Wearing a dark jacket over blue pajama bottoms, and supported by bodyguards, the 46-year-old moonwalker did a slow, frail moon swoon past the gaggle of reporters. The moment had echoes of the famous James Brown routine, in which the soul man, feigning exhaustion, would be shepherded toward the wings by bandmates, only to break free and sing one more chorus of Please, Please, Please. Jackson's version was pretty persuasive ... until he heard the encouraging cries of his admirers. Instantly he executed a neck swivel in their direction. His body might have been in agony, but his fan radar was as limber as ever.

Jackson has treated the trial as an occasion for performance art--arriving fashionably late, as if to his own concert, doling out gallery seats to his family and the lingering faithful, some of whom are sleeping over at the Gloved One's Neverland estate, where the crimes are alleged to have occurred. But he should have been jolted into reality when he listened to last week's sobering, detailed testimony by the star witness: a boy, 15, who related a catalog of sexual abuse at the hands of the man he had thought of as "my best friend."

On the witness stand, guided by district attorney Thomas Sneddon, the boy, who is not being named to protect his identity, declared that two years ago, in Jackson's bedroom, the singer twice molested him. "I was under the covers, and that is when he put his hand down my pants and started masturbating me," the boy said. A day or two later, "he did it one more time." He said that Jackson showed him and his younger brother pornography in magazines and on the Internet, and plied them with wine--"Jesus juice"--in Diet Coke cans. Under stern cross-examination by Jackson lawyer Thomas Mesereau Jr., who argues that the family's charges are a scam to elicit money from Jackson, the boy wavered in some particulars but did not break.

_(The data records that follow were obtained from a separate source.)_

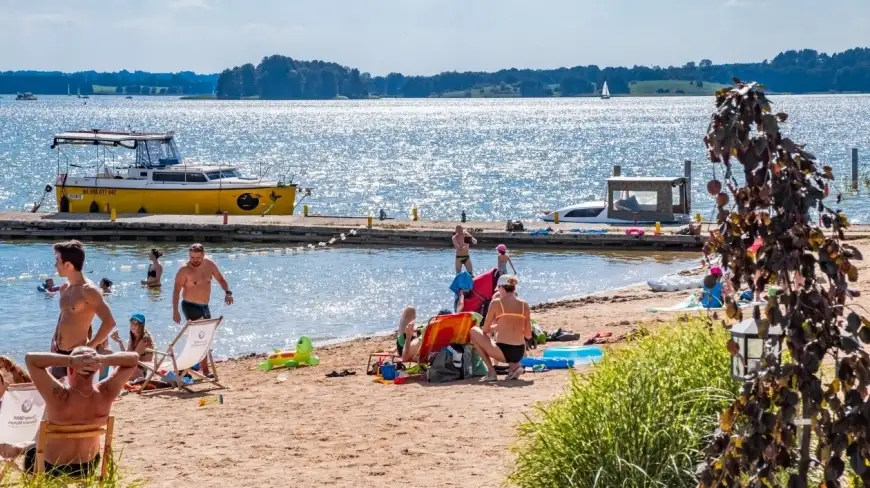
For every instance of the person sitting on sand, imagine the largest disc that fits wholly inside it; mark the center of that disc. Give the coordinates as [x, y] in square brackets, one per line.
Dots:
[140, 342]
[504, 260]
[711, 295]
[510, 319]
[155, 270]
[48, 286]
[411, 348]
[461, 240]
[81, 402]
[106, 286]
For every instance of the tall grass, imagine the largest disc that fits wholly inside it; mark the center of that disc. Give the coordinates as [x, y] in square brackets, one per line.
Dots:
[112, 480]
[637, 419]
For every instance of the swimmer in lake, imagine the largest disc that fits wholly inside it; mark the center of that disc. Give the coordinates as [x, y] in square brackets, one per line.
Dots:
[106, 286]
[155, 270]
[193, 287]
[461, 240]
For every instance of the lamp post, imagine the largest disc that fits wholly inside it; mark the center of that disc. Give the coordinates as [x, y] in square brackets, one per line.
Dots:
[751, 347]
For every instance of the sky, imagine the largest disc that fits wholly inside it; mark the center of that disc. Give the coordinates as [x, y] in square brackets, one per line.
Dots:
[417, 36]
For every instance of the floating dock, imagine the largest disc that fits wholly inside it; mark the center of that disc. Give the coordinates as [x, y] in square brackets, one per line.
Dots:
[18, 226]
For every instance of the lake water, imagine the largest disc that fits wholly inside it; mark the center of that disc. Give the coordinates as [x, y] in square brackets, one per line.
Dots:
[326, 294]
[496, 159]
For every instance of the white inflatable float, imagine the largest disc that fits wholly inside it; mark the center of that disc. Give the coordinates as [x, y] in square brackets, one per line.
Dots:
[676, 283]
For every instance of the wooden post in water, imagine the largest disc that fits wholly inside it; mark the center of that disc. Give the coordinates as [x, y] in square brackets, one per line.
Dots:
[687, 172]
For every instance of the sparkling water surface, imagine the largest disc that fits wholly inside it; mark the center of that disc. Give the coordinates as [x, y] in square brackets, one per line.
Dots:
[495, 159]
[327, 294]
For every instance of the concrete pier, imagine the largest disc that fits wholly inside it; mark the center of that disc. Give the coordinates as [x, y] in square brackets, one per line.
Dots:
[16, 226]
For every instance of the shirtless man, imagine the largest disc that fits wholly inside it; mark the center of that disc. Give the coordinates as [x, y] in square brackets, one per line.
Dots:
[80, 301]
[193, 286]
[461, 239]
[80, 403]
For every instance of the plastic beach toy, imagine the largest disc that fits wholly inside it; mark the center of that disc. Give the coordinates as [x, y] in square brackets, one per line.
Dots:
[303, 356]
[550, 363]
[580, 354]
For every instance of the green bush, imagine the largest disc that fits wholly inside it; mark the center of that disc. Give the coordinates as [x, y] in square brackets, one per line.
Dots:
[637, 419]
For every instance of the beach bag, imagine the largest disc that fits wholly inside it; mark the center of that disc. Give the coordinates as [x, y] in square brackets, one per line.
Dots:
[453, 363]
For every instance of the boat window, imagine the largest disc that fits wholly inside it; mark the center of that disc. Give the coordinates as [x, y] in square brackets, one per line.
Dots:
[635, 201]
[168, 177]
[584, 213]
[177, 176]
[196, 178]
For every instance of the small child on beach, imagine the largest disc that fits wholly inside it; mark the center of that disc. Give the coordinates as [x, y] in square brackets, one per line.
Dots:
[504, 260]
[711, 295]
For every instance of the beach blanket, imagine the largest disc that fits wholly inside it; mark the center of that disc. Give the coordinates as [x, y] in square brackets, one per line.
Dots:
[691, 304]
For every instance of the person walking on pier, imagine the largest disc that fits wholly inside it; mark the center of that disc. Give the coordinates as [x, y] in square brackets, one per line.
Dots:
[193, 287]
[461, 240]
[80, 300]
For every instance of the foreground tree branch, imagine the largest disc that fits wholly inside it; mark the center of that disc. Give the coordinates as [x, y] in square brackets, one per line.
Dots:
[767, 236]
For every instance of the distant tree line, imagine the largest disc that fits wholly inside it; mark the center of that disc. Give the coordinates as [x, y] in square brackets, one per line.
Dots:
[137, 82]
[280, 77]
[283, 78]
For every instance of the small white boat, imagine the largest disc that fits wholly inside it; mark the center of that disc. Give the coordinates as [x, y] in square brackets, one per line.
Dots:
[632, 200]
[605, 92]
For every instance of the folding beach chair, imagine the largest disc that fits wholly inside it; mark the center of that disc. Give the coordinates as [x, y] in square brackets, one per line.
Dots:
[51, 431]
[20, 417]
[170, 366]
[440, 332]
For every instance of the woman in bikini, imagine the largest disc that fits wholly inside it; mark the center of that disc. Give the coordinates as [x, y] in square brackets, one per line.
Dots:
[510, 319]
[155, 270]
[140, 342]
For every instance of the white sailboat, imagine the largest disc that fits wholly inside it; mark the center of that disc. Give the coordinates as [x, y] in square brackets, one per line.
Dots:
[605, 92]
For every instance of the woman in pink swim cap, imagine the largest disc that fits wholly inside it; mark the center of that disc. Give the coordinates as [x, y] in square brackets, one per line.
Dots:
[504, 260]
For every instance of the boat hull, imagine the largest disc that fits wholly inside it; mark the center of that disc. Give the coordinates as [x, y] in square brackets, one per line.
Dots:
[254, 200]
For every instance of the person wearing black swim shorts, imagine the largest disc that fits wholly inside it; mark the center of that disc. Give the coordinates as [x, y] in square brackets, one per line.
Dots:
[193, 289]
[510, 319]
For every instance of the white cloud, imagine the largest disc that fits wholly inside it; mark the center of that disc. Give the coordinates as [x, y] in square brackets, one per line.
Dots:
[182, 4]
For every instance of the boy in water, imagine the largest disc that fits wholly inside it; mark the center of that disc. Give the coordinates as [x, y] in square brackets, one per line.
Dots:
[461, 240]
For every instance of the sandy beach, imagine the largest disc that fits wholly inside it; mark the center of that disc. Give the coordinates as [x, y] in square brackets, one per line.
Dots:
[349, 431]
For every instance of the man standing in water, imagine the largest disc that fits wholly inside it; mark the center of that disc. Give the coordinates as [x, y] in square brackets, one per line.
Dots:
[80, 300]
[193, 286]
[461, 239]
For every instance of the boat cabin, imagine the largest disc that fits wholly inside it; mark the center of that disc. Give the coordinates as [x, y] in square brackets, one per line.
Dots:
[633, 200]
[648, 199]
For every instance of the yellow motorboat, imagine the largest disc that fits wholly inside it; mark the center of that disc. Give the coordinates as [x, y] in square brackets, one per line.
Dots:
[158, 182]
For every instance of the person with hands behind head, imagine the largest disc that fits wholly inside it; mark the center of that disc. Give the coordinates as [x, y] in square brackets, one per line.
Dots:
[79, 402]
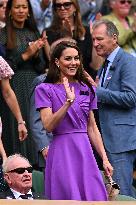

The accuser and the accused make a poignant pair. Both have attested to physical abuse by their fathers. And both cried out for a gentle touch. Jurors will decide which of the two is to be believed: the one who is a child or the one who thinks he still is.

The boy met Jackson in 2000, when the accuser was 10 and suffering from what was diagnosed as incurable leukemia. Surgeons removed his left kidney and spleen and a 16-lb. tumor. He was given large doses of chemotherapy, which doctors said would either save his life or kill him. The kid deserved a break. When he asked to meet his hero, Michael Jackson, it was arranged.